I saw His Love everywhere - and I can't describe it all, because that would take too long.
My God allowed me to walk on high, to enter into a dimension of faith, into His dimension. I have experienced that when we abandon ourselves into His hands, we can go through anything, because He takes over within us. He made me experience His presence at every moment (2 Corinthians 4:8), He gave me joy and peace in spite of everything. I was able to live through this illness without suffering from it. If He had healed me without treatment - because, in the end, it's always God who heals (Psalm 103:3) - that would have been wonderful. But I wouldn't have experienced this victory over myself, or met all the people to whom I was able to testify about the real solution to evil: Jesus Christ (John 3:16-17).

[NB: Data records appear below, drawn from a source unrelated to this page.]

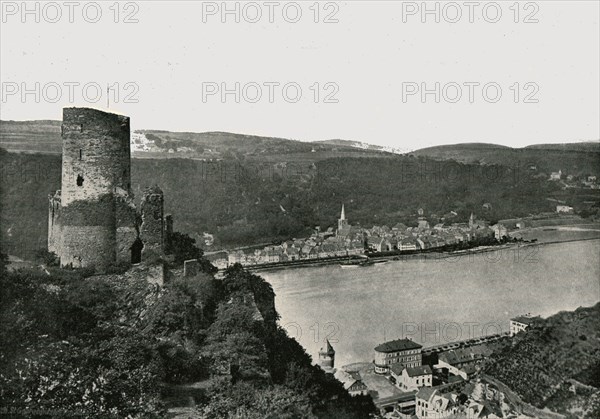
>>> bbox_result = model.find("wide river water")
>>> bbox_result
[260,240,600,366]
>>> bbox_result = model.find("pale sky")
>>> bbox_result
[0,1,600,149]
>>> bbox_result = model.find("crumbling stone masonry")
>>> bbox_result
[48,108,172,270]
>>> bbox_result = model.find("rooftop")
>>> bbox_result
[416,387,437,401]
[375,338,423,353]
[510,316,540,325]
[406,365,431,377]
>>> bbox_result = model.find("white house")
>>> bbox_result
[510,314,540,336]
[390,364,433,391]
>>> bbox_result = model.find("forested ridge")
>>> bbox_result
[0,150,600,258]
[484,303,600,418]
[0,255,375,419]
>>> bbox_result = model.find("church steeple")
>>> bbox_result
[337,204,348,234]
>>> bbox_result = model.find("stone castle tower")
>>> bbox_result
[319,340,335,372]
[48,108,171,269]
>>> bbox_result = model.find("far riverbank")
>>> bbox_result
[247,223,600,272]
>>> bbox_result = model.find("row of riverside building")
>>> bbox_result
[318,314,540,419]
[206,205,508,269]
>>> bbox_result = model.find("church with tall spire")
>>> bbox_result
[337,204,350,236]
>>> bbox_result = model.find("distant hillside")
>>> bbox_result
[313,140,411,154]
[0,121,388,162]
[0,149,600,259]
[0,121,62,153]
[411,142,600,176]
[485,303,600,418]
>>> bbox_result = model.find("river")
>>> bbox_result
[260,240,600,366]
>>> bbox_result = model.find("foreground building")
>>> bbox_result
[48,108,173,270]
[375,339,423,374]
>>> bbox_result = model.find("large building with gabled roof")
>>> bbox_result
[375,338,423,374]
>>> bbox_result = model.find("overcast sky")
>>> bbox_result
[0,1,600,149]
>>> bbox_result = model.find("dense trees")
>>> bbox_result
[484,303,600,418]
[0,251,375,418]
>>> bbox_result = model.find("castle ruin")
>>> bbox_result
[48,108,173,270]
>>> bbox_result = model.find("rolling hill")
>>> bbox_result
[411,141,600,176]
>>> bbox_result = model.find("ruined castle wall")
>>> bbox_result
[48,191,62,255]
[60,194,116,268]
[52,108,137,268]
[61,108,131,206]
[60,226,115,269]
[115,196,139,262]
[140,187,165,254]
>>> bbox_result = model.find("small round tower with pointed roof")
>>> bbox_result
[319,339,335,372]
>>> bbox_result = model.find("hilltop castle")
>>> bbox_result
[48,108,173,269]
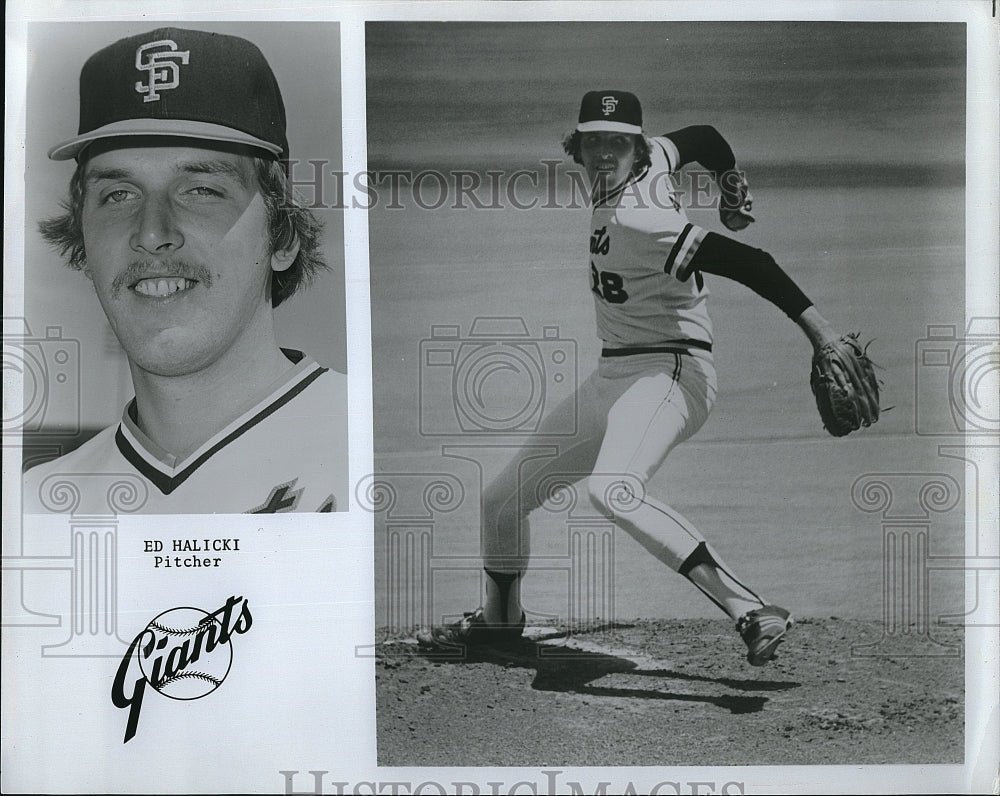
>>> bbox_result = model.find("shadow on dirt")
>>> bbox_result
[418,634,801,714]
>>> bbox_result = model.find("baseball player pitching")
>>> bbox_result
[24,28,347,513]
[418,90,878,666]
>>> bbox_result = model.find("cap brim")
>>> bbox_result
[49,119,281,160]
[576,120,642,135]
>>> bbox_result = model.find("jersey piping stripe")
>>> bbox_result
[663,223,705,282]
[601,338,712,357]
[115,365,327,495]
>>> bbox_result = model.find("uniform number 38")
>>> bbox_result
[590,263,628,304]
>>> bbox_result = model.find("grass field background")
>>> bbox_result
[367,23,965,629]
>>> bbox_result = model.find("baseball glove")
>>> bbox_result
[719,169,754,232]
[809,334,879,437]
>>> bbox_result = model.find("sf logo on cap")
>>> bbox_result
[135,39,191,102]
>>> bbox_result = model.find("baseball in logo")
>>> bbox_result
[111,597,253,743]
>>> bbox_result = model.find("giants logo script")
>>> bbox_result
[135,39,191,102]
[111,597,253,743]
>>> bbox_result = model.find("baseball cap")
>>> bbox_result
[49,28,288,160]
[576,90,642,134]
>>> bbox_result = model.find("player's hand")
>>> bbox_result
[719,169,755,232]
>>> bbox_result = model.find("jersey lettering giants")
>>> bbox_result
[590,138,712,346]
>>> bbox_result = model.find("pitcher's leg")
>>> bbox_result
[588,355,764,619]
[482,375,606,624]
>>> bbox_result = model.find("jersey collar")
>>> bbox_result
[115,348,327,495]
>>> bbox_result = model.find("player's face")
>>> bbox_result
[580,130,635,188]
[82,140,297,376]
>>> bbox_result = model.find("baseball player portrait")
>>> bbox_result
[23,27,348,514]
[418,89,879,666]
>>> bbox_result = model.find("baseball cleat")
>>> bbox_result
[417,608,524,650]
[736,605,795,666]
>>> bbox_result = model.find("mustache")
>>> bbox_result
[111,257,212,298]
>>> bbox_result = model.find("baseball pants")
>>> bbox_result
[482,351,716,572]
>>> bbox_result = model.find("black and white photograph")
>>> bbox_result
[0,3,374,793]
[366,12,998,792]
[14,22,348,514]
[0,0,1000,796]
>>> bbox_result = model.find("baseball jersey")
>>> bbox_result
[590,138,712,347]
[23,350,348,515]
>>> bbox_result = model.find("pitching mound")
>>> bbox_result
[376,618,964,766]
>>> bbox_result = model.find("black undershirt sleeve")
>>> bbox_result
[688,232,812,321]
[664,124,736,174]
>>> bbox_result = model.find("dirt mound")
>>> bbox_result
[376,618,964,766]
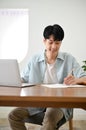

This ordeal has brought me closer to God.
You could still argue by saying:
"The treatments destroyed parts of you."
Imagine if God had allowed me to experience what most men fear most - and to do it without being destroyed. My God is sovereign and infinitely wise (1 Corinthians 1:25). I have certainly suffered losses in my flesh, proof that man, within his limits, cannot produce anything perfect. Only the Creator embodies perfection. But in exchange, I have gained precious spiritual treasures. Our bodies, doomed to corruption, fade with time... but our spirits are destined for eternity (Matthew 6:19-20).
God loves us and He has opened His arms of love for you too, who are reading these lines, through Jesus Christ. Don't miss out on such a great salvation.